Macbeth'in ölümünün ardından, olanların şatonun çamaşırcısı iki kadının gözünden anlatıldığı oyunda ilk hissettiğimiz zamanın ne kadar da muğlak bir kavram olduğu.Şüphesiz bu durumu, kadınların vücutlarının insan formundan çok belirsiz başka bir şeye benzemesi de kuvvetlendiriyor. Bu iki kadın ne kadar zaman boyunca orda olduklarını bilmiyorlar; ölen krallar, el değiştiren ülkeler üzerinden zamanı kestirmeye çalışıyorlar. Bu durumu çok da önemsemiyorlar aslında 'Hayat dediğin gölgedir.' deyip, dalgasını geçiyorlar.
Uyarlama ve proje tasarımı oyunculara ait; Pınar Akkuzu ve Gülden Arsal. Rejide, kendinden emin bir yönetmenin dokunuşları hissedilse de bence oyunu esas sevdiren, iki oyuncu arasındaki enerji uyumuydu. Tempoyu hiç bir zaman düşürmeden, seyirci tepkilerini de kendi yararına çevirmeyi çok iyi bilerek; salondan çıkan bir seyircinin ardından 'Nereye gidiyorsun yahu? Daha Macbeth ölmedi? Ay sonunu da söylemiş oldum.' esprileriyle kahkahalar eksik olmadan oyunu götürdüler. Oyunculuklar üzerinde çok titiz çalışılmış bir işçilik vardı. Ne yapıyor anlamıyorsunuz ama belini kırıyor, ayağını büküyor tek bir hareketle hizmetçi olmaktan çıkıp Leydi Macbeth oluyordu. O enerjiyi ve değişimi size hissettiriyordu.
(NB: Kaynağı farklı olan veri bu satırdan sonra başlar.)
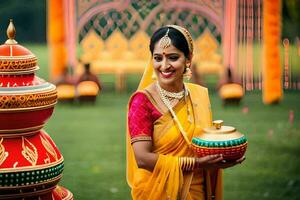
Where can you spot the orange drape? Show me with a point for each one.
(56, 38)
(272, 84)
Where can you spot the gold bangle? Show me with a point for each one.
(187, 163)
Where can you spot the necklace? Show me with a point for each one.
(175, 95)
(168, 105)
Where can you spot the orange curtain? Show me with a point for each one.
(56, 38)
(272, 83)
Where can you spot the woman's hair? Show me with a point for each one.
(177, 38)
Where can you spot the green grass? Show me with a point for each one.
(92, 141)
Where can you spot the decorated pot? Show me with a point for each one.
(30, 162)
(219, 139)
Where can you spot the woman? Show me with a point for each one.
(163, 117)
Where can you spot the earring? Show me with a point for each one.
(188, 73)
(154, 77)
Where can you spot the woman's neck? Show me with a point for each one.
(178, 87)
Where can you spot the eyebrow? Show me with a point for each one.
(167, 54)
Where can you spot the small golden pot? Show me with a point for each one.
(220, 139)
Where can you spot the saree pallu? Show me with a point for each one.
(167, 180)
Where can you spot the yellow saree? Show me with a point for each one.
(167, 180)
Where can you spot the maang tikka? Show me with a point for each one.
(165, 41)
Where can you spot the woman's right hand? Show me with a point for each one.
(216, 161)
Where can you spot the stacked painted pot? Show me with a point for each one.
(220, 139)
(30, 163)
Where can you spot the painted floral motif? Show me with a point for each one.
(3, 153)
(29, 151)
(48, 147)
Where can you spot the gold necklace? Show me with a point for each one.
(168, 105)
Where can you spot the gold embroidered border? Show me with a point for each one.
(28, 100)
(29, 168)
(141, 138)
(17, 64)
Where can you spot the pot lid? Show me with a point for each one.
(14, 58)
(219, 128)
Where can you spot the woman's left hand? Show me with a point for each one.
(226, 164)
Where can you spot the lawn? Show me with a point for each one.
(92, 141)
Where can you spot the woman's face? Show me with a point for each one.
(169, 65)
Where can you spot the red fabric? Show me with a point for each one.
(141, 116)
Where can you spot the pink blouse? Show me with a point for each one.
(141, 116)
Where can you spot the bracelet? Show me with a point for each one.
(187, 163)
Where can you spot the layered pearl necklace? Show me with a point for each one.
(165, 95)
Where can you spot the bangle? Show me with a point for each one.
(187, 163)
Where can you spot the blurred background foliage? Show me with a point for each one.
(30, 18)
Dekor çok etkileyiciydi. Alt tarafı çarşaf demeyin, nelere kadir olduğunu kendi gözlerinizle görün isterim. Fiziksel tiyatro büyütmek demiştim ya; ayakkabı fırçasını, mandalları, çamaşır leğenini sahnede ne görüyorsak hepsinin anlamını öyle büyüterek nokta atışı kullandılar ki hayran kaldım.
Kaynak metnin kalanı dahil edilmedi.